Stephanie Butler, lead specialist rheumatology pharmacist, University Hospitals Sussex NHS Foundation Trust, said that there are lots of benefits in tapering TNFi for patients. "There are fewer injections, lower immunosuppressive burden, comfort and convenience, but there is some risk, especially in a well-controlled patient," she remarked. 

"Particularly with adalimumab there's a risk of making antibodies to the drug if patients stop and restart, so we always tell patients it's a long-term treatment, and if it goes well we might lengthen the interval between injections, but might not stop the drug. From experience we know patients who stop can flare, and disease returns, and when they restart they don't do so well."

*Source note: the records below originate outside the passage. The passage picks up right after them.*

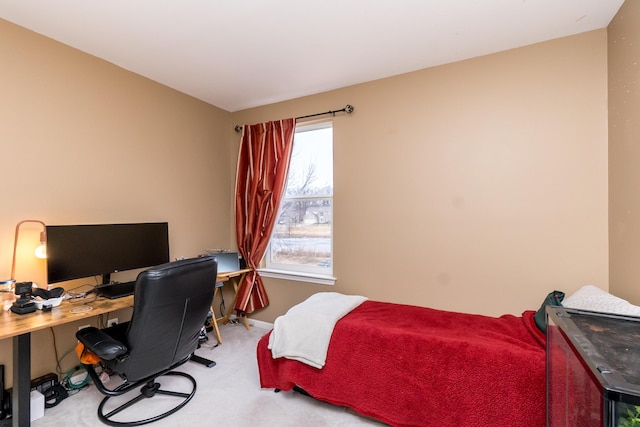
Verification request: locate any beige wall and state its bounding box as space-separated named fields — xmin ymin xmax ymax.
xmin=0 ymin=20 xmax=235 ymax=383
xmin=233 ymin=30 xmax=608 ymax=321
xmin=0 ymin=20 xmax=609 ymax=388
xmin=608 ymin=1 xmax=640 ymax=305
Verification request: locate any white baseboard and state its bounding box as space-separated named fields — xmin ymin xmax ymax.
xmin=249 ymin=318 xmax=273 ymax=330
xmin=229 ymin=314 xmax=273 ymax=330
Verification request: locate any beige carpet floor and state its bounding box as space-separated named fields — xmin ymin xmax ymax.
xmin=31 ymin=323 xmax=383 ymax=427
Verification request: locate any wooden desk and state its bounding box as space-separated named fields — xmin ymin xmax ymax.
xmin=0 ymin=294 xmax=133 ymax=427
xmin=211 ymin=268 xmax=251 ymax=344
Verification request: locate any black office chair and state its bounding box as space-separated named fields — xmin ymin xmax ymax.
xmin=76 ymin=257 xmax=218 ymax=426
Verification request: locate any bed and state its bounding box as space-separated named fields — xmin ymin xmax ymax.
xmin=257 ymin=294 xmax=545 ymax=427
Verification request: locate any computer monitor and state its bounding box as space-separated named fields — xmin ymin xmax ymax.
xmin=46 ymin=222 xmax=169 ymax=284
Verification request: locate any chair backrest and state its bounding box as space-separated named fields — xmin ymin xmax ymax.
xmin=117 ymin=256 xmax=217 ymax=381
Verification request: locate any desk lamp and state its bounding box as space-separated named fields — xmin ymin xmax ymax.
xmin=2 ymin=219 xmax=47 ymax=314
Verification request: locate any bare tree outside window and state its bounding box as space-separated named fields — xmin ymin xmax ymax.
xmin=267 ymin=123 xmax=333 ymax=274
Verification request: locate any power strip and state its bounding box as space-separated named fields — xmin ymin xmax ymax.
xmin=69 ymin=371 xmax=89 ymax=384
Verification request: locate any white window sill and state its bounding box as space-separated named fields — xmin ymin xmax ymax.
xmin=258 ymin=268 xmax=336 ymax=285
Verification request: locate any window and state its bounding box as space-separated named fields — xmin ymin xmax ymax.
xmin=263 ymin=122 xmax=333 ymax=283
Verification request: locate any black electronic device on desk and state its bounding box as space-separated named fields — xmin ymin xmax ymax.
xmin=96 ymin=280 xmax=136 ymax=299
xmin=11 ymin=282 xmax=36 ymax=314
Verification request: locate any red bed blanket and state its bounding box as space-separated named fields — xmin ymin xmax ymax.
xmin=257 ymin=301 xmax=545 ymax=427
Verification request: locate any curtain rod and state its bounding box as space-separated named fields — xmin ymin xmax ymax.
xmin=234 ymin=104 xmax=353 ymax=133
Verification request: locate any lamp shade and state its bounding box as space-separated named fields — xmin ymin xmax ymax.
xmin=11 ymin=219 xmax=47 ymax=281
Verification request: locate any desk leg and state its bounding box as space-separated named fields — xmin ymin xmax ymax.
xmin=220 ymin=273 xmax=250 ymax=331
xmin=11 ymin=333 xmax=31 ymax=427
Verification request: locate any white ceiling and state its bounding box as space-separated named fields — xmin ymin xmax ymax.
xmin=0 ymin=0 xmax=624 ymax=111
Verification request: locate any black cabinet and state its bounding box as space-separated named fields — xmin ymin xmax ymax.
xmin=547 ymin=307 xmax=640 ymax=427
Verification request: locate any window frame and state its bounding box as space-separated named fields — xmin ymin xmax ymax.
xmin=259 ymin=119 xmax=336 ymax=285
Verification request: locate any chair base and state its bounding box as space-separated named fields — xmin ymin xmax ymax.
xmin=98 ymin=371 xmax=196 ymax=426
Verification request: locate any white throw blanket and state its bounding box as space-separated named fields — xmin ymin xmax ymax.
xmin=268 ymin=292 xmax=367 ymax=369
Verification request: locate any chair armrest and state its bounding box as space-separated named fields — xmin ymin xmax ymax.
xmin=76 ymin=326 xmax=128 ymax=360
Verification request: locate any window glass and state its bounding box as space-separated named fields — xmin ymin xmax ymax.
xmin=266 ymin=122 xmax=333 ymax=275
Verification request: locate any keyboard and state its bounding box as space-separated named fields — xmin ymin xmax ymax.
xmin=96 ymin=280 xmax=136 ymax=299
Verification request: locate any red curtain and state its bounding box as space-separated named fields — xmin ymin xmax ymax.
xmin=234 ymin=119 xmax=296 ymax=315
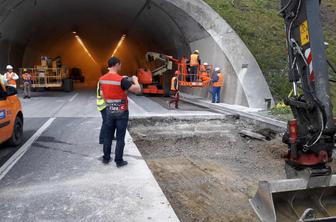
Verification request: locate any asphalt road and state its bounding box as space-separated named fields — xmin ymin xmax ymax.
xmin=0 ymin=90 xmax=217 ymax=221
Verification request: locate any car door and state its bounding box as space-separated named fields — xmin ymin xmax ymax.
xmin=0 ymin=84 xmax=13 ymax=143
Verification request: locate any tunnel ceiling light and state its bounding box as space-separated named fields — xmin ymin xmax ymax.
xmin=112 ymin=34 xmax=126 ymax=57
xmin=75 ymin=34 xmax=98 ymax=65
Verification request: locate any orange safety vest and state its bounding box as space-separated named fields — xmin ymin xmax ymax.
xmin=190 ymin=53 xmax=199 ymax=66
xmin=5 ymin=72 xmax=16 ymax=88
xmin=213 ymin=73 xmax=224 ymax=87
xmin=22 ymin=73 xmax=31 ymax=80
xmin=99 ymin=73 xmax=128 ymax=112
xmin=170 ymin=77 xmax=179 ymax=91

Dr Lwin has no relevant conflicts to declare. Prof Edwards declares: Member of speakers’ bureau; Abbvie, Astra Zeneca, BMS Celltrion Chugai, Gilead, Galapagos, GSK, Janssen, Eli Lilly, Pfizer, Roche, Sandoz, Samsung. Grants/research support; Abbvie, Astra Zeneca, BMS Celltrion Chugai, Gilead, Galapagos, GSK, Janssen, Eli Lilly, Pfizer, Roche, Sandoz, Samsung. Other; Advisory boards: Abbvie, Astra Zeneca, BMS Celltrion Chugai, Gilead, Galapagos, GSK, Janssen, Eli Lilly, Pfizer, Roche, Sandoz, Samsung. Dr Baker has a research consultancy agreement with Modern Biosciences, KB has received clinical improvement grant funding from Pfizer, and research support from Genentech, inventor on drug-free remission biomarker International Patent Application by Newcastle University. Ms Butler declares financial conflicts  with Lilly, Galapagos, and Janssen.